When I woke up a few hours later, I saw roughly 38 gazillion more alerts. Based on the amount of load we were seeing, you'd think Barack Obama had interrupted all network programming to give a Famigo plug (note to Barack: you should do this). Still, I didn't actually see many users on the site, just a lot of load. Also, we're load balanced in production, and each traffic-handling node was under heavy load; it wasn't just one machine.
Maybe It's Not a Problem?
Saturday mornings are a key time for us at Famigo because we send out a report to each activated user, showing what apps their kids played along with some personalized app recommendations. When I saw the load, I immediately thought something was wrong with the email generation process. Maybe we dropped an index somewhere and the queries were suddenly taking a long time? I resolved not to worry any more about this until the emails were done.

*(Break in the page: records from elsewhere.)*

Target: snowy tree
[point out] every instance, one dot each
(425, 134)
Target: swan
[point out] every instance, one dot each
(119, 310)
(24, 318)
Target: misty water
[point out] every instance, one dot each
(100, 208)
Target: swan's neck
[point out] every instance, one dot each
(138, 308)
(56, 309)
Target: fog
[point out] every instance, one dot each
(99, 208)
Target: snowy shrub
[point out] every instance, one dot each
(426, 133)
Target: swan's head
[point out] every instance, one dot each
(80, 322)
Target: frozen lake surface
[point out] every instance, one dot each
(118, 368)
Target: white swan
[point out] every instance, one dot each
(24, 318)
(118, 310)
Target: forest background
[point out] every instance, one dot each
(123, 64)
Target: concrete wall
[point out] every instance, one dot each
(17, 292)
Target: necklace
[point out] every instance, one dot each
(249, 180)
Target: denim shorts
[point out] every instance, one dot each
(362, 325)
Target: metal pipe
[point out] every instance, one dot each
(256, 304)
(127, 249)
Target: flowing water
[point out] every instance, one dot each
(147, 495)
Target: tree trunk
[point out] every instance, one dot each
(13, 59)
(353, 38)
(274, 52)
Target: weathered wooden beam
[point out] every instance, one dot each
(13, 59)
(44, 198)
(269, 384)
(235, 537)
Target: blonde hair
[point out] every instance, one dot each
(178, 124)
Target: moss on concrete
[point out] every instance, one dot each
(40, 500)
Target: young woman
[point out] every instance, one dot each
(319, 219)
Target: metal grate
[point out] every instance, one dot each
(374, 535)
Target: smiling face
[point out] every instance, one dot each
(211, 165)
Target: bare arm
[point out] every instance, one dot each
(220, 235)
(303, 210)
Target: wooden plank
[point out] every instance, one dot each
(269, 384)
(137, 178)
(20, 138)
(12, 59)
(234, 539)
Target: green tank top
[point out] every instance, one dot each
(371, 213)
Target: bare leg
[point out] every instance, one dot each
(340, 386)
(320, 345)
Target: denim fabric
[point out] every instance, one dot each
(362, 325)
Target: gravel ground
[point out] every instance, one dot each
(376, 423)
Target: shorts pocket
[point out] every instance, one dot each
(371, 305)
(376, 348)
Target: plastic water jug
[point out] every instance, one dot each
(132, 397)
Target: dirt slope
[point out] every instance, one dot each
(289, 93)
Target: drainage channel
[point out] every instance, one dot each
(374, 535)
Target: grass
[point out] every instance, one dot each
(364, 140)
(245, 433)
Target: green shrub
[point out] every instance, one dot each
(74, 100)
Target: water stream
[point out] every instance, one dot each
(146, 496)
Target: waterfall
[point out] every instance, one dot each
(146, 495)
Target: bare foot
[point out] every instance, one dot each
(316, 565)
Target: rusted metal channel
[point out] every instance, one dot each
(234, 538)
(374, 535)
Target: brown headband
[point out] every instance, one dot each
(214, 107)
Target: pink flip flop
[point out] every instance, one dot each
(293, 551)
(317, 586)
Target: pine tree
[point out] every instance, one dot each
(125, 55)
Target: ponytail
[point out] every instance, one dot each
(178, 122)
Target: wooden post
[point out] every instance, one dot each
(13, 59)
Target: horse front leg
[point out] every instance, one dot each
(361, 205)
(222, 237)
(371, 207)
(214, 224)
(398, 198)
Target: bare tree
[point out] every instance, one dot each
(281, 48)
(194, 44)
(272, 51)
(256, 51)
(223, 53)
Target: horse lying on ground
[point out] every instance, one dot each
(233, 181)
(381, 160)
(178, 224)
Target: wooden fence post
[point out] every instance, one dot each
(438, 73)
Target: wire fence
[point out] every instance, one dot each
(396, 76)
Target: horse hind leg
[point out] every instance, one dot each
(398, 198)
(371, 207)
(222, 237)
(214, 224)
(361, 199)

Here's the problem: the emails wouldn't finish. They were going so slowly due to the load that we'd be sending these emails for days. I now began to worry more. I canceled our email task and began troubleshooting in earnest.
Bizarre Facts Emerge
As I SSHed into our various boxes, I noticed, via a top command, that it was the Python process serving our website and API that was consuming 100% of the CPUs. That was intriguing. I restarted all of the usual suspects (MongoDB, lighttpd, our web app), only to see things quickly begin to degrade again. Within a few minutes, Python was once again consuming 100% of the CPU.
Like most web apps, we don't really do much work that's CPU-bound. In fact, one of the laws of performance I've learned is that if you do have work that's CPU-intensive, always do it in the background. And yet, we were clearly taxing the CPU. Maybe we accidentally pushed a commit that attempts to generate pi to 1 million digits every time someone made a web request?
It seemed clear that the issue was with our code. Here's another weird thing: we hadn't changed much lately. I went through all of the commits for the past 2 days, and it was all pretty boring stuff. Just to verify, I pointed my dev instance to our production database (don't try this at home, kids) and began to actually navigate through these recent changes. Like I initially thought, there was nothing earth-shattering; it was all pretty standard web stuff.
At this point, I began to think I was hallucinating. I hadn't seen Girl Interrupted, but I imagined that Winona Ryder got committed in that movie because of the mental strain of debugging in production.
A-ha! (Or, How to Solve Problems Through Random Mouse Clicks)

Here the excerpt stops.